I’m a big fan of so-called Scandi-Noir, but I haven’t watched much recently. I saw all the classics, The Killing, The Bridge, as well as Beck and Wallander, but the latest I have seen was based on a true story, The Investigation. The other night, realising I hadn’t seen any new series for a while I started watching Darkness:Those Who Kill. I didn’t know anything about it, whether it was going to be separate stories within each episode or a serial, but I settled to watch it.

Spoiler alert for episode 1 – if you’re going to watch, don’t read on!

The opening scene had a grim man going to the house he had shared with his wife, which was in the middle of being packed up – there was no-one there so we didn’t know if she’d left him or he her, whether they were moving house, or whether she’d died. He was a fairly typical leading character, enigmatic, with little in this first scene to give much clue about what sort of person he was. The next scenes had him going to  the police station, long dark corridors, gloomy rooms, lighting casting strange shadows, a fairly predictable setting. His two colleagues, an older man and a woman, were also fairly inexpressive, but they were all working on a missing girl case, so maybe that’s why they were grim. A senior officer came in and told him that he was being taken off the case and would be working on a shooting. It came as no surprise that he ignored her and carried on, it was also not a surprise that he pulled out old files to look for a connection with previous cases… in fact nothing about this episode was surprising, it was all somehow very predicable.  I could have guaranteed by now that the expert on serial killers who was called in would be an attractive but troubled young woman who did a lot of lip biting and obviously had some private trauma. There was a scene with a pretty young blond girl, immediately I knew she would be the next victim, and yes, she was. The grim detective looked at a map, came to an unknown conclusion, drove through a forest, stopped his car, walked to a small lake where of course a previous victim of the kidnapper had been disposed of.

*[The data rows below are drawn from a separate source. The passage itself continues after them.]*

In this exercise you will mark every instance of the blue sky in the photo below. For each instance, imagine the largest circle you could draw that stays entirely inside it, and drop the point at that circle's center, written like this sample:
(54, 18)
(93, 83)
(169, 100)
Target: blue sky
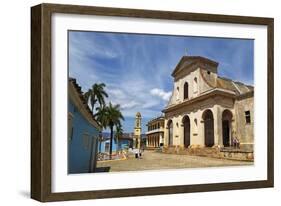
(136, 68)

It was so predictable! It was so dull! it was so clichéd! There was no pace, no light relief, no tension, no mystery, nothing quirky, nothing intriguing, it was predictable and the characters were stereotypes. I looked up reviews to see if I had missed something or was being unduly harsh or critical; some people enjoyed it, some people thought it was really good, but the majority of the reviews I looked at were also critical, but admittedly, not many as harsh as I was!